Il giudizio di cassazione ed il principio di diritto. 

Contro la sentenza resa dalla Corte territoriale  interponevano ricorso per cassazione sia il Procuratore Generale presso la Corte di appello, sia le parti civili denunciando plurimi vizi di legge e di motivazione.

La Corte di legittimità, con la sentenza annotata, ha ritenuto fondata l’impugnazione di legittimità per la carenza di motivazione della sentenza resa in grado di appello nella quale non erano state compiutamente esplicitate le ragioni per le quali il Collegio era pervenuto ad un esito assolutorio totalmente difforme rispetto a quanto statuito in primo grado, disponendo nuovo giudizio di merito. 

Di seguito vengono di seguito  riportati i passaggi della motivazione di interesse per il presente commento: 

La Corte territoriale, rispetto a quanto accertato dal primo giudice, si è limitata a ravvisare la sussistenza del ragionevole dubbio in ordine alla esatta collocazione temporale dell’infarto intestinale e dell’insorgere della peritonite, aggiungendo che dai dati clinici non sarebbe emerso “con tranquillizzante certezza se sia stata la peritonite a provocare l’infarto intestinale (…) con conseguente deiscenza dell’anastomosi, ovvero se, al contrario, sia stato l’infarto intestinale a determinare la deiscenza con la conseguente peritonite”; affermazione di per sé confusa e congetturale, in nessun modo argomentata dal punto di vista scientifico.

Sotto questo profilo, è appena il caso di rilevare che buona parte delle considerazioni sviluppate nella sentenza impugnata a fondamento dell’assoluzione, appaiono, sul piano della loro elaborazione, prive di supporto scientifico, non avendo la Corte territoriale ritenuto necessario svolgere un accertamento peritale che avrebbe potuto contribuire a chiarire i dubbi palesati.

Tuttavia, come chiarito dalla sentenza Sez. 4, n. 43786 del 17/9/2010, Cozzini, Rv. 248944, il sapere scientifico è indispensabile strumento al servizio del giudice di merito, in special modo per tutte le volte in cui l’indagine sulla relazione eziologica o, comunque, sull’esatta natura e sviluppo di una malattia, si colloca su un terreno caratterizzato da lati oscuri.

In tale prospettiva, questa Corte ha già avuto modo di sottolineare (cfr., in motivazione, Sez. 4, n. 24372 del 09/04/2019) il ruolo di metodologo ed  epistemologo che l’ordinamento assegna al giudice di merito, quale professionista al quale sono demandati i compiti decisori, nell’esercizio delle funzioni giurisdizionali. 

La necessaria razionalità del discorso giustificativo della decisione giudiziaria impone, infatti, di bandire le teoriche che erano basate sull’intuizionismo del giudicante, chiamato a governare saperi extra-giuridici. 
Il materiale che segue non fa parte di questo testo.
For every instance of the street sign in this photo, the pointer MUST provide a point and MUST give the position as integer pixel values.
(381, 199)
Nel giudizio di stampo accusatorio, il giudice, in veste di metodologo, deve razionalmente selezionare il sapere accreditato che può utilmente orientare la decisione: in tale ambito funzionale, il giudicante assume il ruolo di custode (gatekeeper) della piattaforma probatoria, che si forma nel contraddittorio delle parti, che dibattono anche sulla individuazione, sul contenuto e sull’affidabilità delle tesi scientifiche di riferimento. 

Il giudice è perciò chiamato a sviluppare – quale peritus peritorum, nei sensi ora chiariti – un preliminare esame di ordine epistemologico che involge la stessa affidabilità delle diverse tesi – spesso contrapposte – che consulenti tecnici e periti veicolano nel giudizio (cfr., in tal senso, la già citata Sez. 4, n. 24372/2019).
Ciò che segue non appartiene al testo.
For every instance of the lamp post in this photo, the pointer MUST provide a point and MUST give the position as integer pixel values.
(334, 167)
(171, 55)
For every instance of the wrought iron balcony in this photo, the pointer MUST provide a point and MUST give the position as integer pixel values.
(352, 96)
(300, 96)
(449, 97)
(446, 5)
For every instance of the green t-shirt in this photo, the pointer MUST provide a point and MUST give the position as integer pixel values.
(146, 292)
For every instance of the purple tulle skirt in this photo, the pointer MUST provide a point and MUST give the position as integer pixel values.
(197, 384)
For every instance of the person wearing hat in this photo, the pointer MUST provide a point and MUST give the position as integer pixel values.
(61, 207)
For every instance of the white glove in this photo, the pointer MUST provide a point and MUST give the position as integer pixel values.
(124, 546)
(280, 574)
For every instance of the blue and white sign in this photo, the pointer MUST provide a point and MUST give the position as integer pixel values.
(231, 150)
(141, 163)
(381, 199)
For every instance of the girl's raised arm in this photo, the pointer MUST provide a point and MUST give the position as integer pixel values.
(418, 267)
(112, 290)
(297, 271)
Nel caso in disamina, invece, i giudici di appello hanno sostanzialmente abdicato a tale ruolo, avendo preferito rielaborare i dati processuali e clinici già sottoposti al vaglio del primo giudice, valorizzando solo quelli in apparente contrasto con l’ipotesi della infiammazione in atto sin dai primi giorni della fase post-operatoria, senza peritarsi di supportare e argomentare il ravvisato ragionevole dubbio su solide (o, quantomeno, apprezzabili) basi epistemologiche”.

By Claudio Ramelli © RIPRODUZIONE RISERVATA.